Seven pirates wash ashore on a deserted island after their ship sinks. In order to survive, they gather as many coconuts as they can find and throw them into a central pile. As the sun sets, they all go to sleep.

One pirate wakes up in the middle of the night. Being the greedy person he is, this pirate decides to take some coconuts from the pile and hide them for himself. As he approaches the pile, though, he notices a monkey watching him. To keep the monkey quiet, the pirate tosses it one coconut from the pile. He then divides the rest of the pile into seven equally sized bunches and hides one of the bunches in the bushes. Finally, he recombines the remaining coconuts into a single pile and goes back to sleep. (Note that individual coconuts are very hard, and therefore indivisible.)

Later that night, a second pirate wakes up with the same idea. She tosses the monkey one coconut from the central pile, divides the pile into seven bunches, hides her bunch, recombines the rest, and goes back to sleep. After that, a third pirate wakes up and does the same thing. Then a fourth. Then a fifth, and so on until all seven pirates have hidden a share of the coconuts.

In the morning, the pirates look at the remaining central pile and notice that it has gotten quite small. They decide to split the pile into seven equal bunches and take one bunch each. (Note: The monkey does not get one this time.) If there were N coconuts in the pile originally, what is the smallest possible value of N?

Here is a short solution:
[Show Solution]

If you’d like to learn more about how to solve such problems (what is modular arithmetic anyway!?) then read on!
[Show Solution]

6 thoughts on “Counting coconuts”

  1. Hi nice post as usual. In the general solution I think there is a problem in this step:

    “Reducing and rearranging this is equivalent to:

    160681 * k = 97590”

    The eventual correct result will (I think) look like N^N * k – (N-1); k={1,..} or in this case:
    823543 * k -6 ; k={1,…}

    1. Oops. Sorry. This is wrong. It doesn’t leave an integral numnber of coconuts per pirate at end, just an integral total number.

  2. Hi,

    This can be solved without modular arithmetic; just high school algebra (geometric progression) is sufficient. All we have to do is go backwards from the last count.

    Here is the solution:
    https://imgur.com/a/HV0UTod

    Vaidhy

    1. Just going through my solution again, it seems that there is a closed form solution if you take it further along.

      For n odd initial count = m(n^n – n + 1)
      For n even initial count = n^(n+1) – m (n^n+n-1)

      For m = 1, n = 7, count = 7^7 – 7 + 1 = 823,537

  3. In the related problem where the monkey gets [takes] a coconut each time, including the morning, then the “smallest” solution is N = -6. Each time during the night: The monkey takes a coconut, the pile becomes -6 – 1 = -7; the pirate takes 1/7 of the remaining pile: -7 – (-7 /7) = -7 – (-1) = -6. Taking -1 coconut is the same as giving +1 coconut: the pirate’s -1 coconut corresponds to the monkey’s +1 coconut, so coconuts balance.
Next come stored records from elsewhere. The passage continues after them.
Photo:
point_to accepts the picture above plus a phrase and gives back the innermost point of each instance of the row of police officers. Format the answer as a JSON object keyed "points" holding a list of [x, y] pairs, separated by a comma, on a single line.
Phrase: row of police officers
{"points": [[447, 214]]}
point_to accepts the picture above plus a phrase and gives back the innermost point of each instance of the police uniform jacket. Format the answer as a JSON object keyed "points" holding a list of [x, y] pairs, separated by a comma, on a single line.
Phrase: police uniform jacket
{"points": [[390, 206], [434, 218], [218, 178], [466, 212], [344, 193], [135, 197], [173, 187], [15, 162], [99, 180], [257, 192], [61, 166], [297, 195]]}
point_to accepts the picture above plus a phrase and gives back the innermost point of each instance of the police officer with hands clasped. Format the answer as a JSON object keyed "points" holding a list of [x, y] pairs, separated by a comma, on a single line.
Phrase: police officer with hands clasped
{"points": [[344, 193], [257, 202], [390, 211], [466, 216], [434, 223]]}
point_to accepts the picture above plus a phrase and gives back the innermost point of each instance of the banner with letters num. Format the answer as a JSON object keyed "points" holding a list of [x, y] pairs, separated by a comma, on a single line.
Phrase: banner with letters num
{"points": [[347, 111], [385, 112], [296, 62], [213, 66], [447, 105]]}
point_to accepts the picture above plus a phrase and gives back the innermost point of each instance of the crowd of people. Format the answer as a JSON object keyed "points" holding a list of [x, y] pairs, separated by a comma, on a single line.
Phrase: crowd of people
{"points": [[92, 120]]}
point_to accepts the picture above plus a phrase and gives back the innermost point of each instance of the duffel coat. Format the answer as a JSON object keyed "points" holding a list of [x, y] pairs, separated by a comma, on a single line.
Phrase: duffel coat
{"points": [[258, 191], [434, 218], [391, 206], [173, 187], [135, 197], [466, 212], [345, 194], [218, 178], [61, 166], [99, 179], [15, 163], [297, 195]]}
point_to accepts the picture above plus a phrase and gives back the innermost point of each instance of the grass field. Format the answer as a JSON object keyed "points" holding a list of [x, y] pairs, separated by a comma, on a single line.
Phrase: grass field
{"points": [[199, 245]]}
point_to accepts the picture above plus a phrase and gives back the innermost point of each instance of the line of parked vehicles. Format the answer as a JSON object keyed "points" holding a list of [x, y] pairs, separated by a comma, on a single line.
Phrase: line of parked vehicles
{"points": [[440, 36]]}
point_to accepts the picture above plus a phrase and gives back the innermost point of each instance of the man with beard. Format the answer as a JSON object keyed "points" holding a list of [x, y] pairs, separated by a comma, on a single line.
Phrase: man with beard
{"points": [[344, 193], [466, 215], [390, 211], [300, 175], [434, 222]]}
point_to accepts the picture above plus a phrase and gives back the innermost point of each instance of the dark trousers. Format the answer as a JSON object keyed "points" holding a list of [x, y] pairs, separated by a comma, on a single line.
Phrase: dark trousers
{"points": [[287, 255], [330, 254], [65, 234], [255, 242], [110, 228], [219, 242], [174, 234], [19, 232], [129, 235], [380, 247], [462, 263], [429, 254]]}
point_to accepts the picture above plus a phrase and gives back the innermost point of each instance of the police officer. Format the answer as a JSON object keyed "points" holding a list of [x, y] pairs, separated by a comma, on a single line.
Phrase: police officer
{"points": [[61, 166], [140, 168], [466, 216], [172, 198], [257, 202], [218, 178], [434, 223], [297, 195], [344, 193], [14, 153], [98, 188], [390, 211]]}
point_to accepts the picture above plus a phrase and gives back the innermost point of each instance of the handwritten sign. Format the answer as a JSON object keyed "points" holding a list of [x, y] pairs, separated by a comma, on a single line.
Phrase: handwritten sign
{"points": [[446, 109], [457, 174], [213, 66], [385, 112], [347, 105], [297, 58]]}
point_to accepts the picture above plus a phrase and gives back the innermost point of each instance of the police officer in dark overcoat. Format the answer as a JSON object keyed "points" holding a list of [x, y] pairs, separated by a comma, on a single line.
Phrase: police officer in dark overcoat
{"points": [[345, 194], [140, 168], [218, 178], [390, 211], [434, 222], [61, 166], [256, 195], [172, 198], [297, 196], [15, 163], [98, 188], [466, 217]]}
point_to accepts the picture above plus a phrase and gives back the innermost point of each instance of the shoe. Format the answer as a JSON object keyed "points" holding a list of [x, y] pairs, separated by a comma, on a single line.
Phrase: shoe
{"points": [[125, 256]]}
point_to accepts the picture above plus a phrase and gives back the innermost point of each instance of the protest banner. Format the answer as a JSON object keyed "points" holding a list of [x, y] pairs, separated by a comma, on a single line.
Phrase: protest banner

Furthermore, each pirate encounters the pile the same as when the pirates went to sleep (namely, -6 coconuts), so no one suspects anything! The “extra” coconut comes from the monkey, who withheld it from the original pile. But being a monkey, the monkey loses it each time, and the pirate finds it just soon enough to give it back to the monkey. The monkey is a [lossy] banker who facilitates each pirate’s greed by re-circulating the coconut.

    Exploration: Iterating f(M) = 6*(M -1)/7 must eventually produce a fixed point: f(M) = M. Solving 6*(M-1)/7 = M yields M = -6. That’s the same -6 as in Jim Crimmins’ comments above.

    Alternate approach to the related problem: Write all numbers in base 7, and work backwards. Then at each stage the least-significant digit must be 1; giving a coconut to the monkey makes the lowest digit zero: the pile becomes divisible by 7. Dividing by 7 is equivalent to shifting off the lowest digit. Taking 1/7 of the pile must leave a lowest digit of 1 for the next stage , so the lowest digit subtracted must be 6; the two lowest-order digits must be 61 (base 7). Continuing the analysis at each backward step shows that N = …666661 base 7, which is -6 (modulo any power of 7). The particular power is the number of instances at which the remaining pile is required to be a multiple of 7.